APSCo has reacted to the government’s own “knee-jerk” to ballooning agency costs in the NHS. It’s not surprising. As Ann Swain points out at length, the Conservatives have taken a blinkered peep at the reasons for the NHS’ £3.3bn outsourcing spend.
This short-sighted view means they’ve missed the underlying problem. The reasons they’ve attributed to the rise in costs – and measures they’ve taken to nip them in the bud – are thus controversial.
But as any political historian will tell you, this almost off hand attitude toward the Health Service is the way Tories have always viewed the NHS. Ever since the Labour government introduced the service way back in 1948, it’s been a Tory bugbear.
The full condemnation of the new managerial procedures you can find on APSCo’s website. The TL;DR version is there are fresh fears concerning the NHS. Both the aptitude of staff under the new cost constraints and the service’s overall ability to cope are in jeopardy under the new regime.
What and who are governed by the new rules?
There’s little time to get used to the idea of the new rules. They’re in effect now and have been since September the First.
One look at the government’s page of documentation that both NHS recruiters, agencies and framework owners says it all.
A 20-page document covers the nursing agency rules. There’s a separate document for Framework owners (and another for framework approval). There’s an application document for NHS recruiters to use if they want to engage staff from outside an approved framework. And if a Trust feels that their ceiling isn’t high enough, there’s a document to apply to adjust that, too.
Is that the comprehensive list of regulations for outsourcing NHS staff?
Absolutely not. The list covers registered nurses, midwives and health visitors. A new set of directives “will follow” for other departments who face “complex workforce challenges” when hiring contractors and agency staff.

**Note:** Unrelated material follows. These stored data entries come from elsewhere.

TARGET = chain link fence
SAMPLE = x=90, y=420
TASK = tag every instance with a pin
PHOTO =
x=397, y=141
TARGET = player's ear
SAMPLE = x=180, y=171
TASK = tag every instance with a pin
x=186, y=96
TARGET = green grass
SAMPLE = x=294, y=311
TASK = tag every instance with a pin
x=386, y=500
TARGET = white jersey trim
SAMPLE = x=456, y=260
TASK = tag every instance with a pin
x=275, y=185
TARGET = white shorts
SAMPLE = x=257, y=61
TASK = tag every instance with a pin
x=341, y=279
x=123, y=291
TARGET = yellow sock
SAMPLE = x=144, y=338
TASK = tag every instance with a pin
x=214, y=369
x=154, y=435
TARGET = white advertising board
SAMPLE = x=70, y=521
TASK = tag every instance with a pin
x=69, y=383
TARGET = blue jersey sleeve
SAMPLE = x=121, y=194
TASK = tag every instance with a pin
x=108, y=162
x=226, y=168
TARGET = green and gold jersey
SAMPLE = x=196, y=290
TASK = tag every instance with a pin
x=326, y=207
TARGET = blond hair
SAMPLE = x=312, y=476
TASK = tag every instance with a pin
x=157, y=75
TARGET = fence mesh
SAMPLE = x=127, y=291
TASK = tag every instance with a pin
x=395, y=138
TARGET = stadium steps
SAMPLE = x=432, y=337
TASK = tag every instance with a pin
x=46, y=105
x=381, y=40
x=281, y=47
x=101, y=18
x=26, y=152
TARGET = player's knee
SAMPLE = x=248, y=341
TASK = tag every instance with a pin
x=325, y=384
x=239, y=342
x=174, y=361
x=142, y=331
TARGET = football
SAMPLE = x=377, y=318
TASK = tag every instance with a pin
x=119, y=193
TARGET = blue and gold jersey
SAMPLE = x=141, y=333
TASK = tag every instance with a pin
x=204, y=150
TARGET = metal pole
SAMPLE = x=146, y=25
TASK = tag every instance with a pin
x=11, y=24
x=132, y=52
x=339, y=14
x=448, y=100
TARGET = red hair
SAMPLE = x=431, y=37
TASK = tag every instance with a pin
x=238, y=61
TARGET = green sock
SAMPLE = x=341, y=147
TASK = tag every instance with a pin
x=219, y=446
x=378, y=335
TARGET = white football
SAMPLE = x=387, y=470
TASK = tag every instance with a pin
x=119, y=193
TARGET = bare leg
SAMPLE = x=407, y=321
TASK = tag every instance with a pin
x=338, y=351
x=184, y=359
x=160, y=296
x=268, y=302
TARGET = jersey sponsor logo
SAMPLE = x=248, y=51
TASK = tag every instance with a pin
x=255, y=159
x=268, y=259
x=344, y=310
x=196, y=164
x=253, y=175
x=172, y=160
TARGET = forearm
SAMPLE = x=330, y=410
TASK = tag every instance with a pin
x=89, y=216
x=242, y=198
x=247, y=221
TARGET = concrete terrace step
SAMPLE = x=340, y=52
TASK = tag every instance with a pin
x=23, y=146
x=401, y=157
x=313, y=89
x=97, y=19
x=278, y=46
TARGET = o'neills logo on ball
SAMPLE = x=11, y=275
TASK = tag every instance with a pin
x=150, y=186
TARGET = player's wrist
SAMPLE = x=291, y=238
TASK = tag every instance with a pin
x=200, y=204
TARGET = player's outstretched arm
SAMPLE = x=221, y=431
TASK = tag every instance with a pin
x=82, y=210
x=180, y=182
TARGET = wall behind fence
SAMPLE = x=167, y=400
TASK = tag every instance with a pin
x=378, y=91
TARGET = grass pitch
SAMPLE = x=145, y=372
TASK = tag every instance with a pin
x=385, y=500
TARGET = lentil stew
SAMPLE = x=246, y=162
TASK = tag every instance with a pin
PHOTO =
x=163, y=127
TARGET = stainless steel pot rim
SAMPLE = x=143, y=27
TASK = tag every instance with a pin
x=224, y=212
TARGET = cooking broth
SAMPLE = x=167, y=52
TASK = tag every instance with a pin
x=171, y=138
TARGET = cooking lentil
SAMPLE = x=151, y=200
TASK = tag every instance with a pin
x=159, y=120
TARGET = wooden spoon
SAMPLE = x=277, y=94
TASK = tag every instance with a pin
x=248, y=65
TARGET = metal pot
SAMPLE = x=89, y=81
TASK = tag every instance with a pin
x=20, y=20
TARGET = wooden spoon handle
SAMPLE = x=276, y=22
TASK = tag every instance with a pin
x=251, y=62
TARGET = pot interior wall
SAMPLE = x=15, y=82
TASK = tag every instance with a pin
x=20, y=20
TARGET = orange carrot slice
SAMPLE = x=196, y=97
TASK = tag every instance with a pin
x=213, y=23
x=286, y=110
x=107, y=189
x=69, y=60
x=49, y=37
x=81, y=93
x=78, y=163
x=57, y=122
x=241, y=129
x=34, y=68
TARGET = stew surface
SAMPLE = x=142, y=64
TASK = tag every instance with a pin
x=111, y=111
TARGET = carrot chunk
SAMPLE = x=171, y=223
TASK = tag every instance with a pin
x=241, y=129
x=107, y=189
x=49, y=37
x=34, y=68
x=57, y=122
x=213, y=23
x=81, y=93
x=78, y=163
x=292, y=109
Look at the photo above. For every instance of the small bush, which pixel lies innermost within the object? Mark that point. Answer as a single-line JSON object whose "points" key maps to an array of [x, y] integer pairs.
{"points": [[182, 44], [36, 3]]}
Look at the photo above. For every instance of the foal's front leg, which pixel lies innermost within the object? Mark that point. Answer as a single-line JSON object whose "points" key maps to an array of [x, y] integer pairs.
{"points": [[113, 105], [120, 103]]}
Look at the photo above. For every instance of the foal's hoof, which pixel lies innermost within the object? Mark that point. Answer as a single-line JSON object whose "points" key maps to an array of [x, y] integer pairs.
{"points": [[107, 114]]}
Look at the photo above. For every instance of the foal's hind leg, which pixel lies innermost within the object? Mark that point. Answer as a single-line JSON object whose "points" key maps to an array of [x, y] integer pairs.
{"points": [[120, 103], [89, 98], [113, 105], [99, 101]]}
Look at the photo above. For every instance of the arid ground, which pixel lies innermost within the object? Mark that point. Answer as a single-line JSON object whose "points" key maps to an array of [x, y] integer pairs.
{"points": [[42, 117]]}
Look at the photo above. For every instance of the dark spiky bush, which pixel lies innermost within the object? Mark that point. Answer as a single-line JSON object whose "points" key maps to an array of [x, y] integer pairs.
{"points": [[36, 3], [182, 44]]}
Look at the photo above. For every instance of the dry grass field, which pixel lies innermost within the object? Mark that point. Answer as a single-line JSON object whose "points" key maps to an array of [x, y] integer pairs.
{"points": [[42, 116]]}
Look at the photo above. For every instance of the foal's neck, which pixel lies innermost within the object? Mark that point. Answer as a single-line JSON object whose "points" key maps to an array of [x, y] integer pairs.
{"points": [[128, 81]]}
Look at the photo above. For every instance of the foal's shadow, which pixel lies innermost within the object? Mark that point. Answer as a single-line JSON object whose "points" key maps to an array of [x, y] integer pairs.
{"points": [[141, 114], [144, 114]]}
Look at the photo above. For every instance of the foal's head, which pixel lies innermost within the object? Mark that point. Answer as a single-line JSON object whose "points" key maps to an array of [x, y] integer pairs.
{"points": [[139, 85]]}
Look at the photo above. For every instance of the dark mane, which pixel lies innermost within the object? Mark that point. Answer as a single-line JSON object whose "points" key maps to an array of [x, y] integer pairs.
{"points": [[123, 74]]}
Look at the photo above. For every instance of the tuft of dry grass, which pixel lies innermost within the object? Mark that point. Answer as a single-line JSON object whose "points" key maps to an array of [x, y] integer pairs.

What the government also recommends is that all foundation Trusts under the NHS umbrella comply. That’s even though the published legislation targets:
- all NHS Trusts;
- those in receipt of DoH interim support;
- those under whose past financial undertaking see them in breach of license.
The one department to whom the regulations do not apply is the ambulance service. That’s because the ‘staffing mix’ is already convoluted. Trying to bring that department under the same regimen would be folly.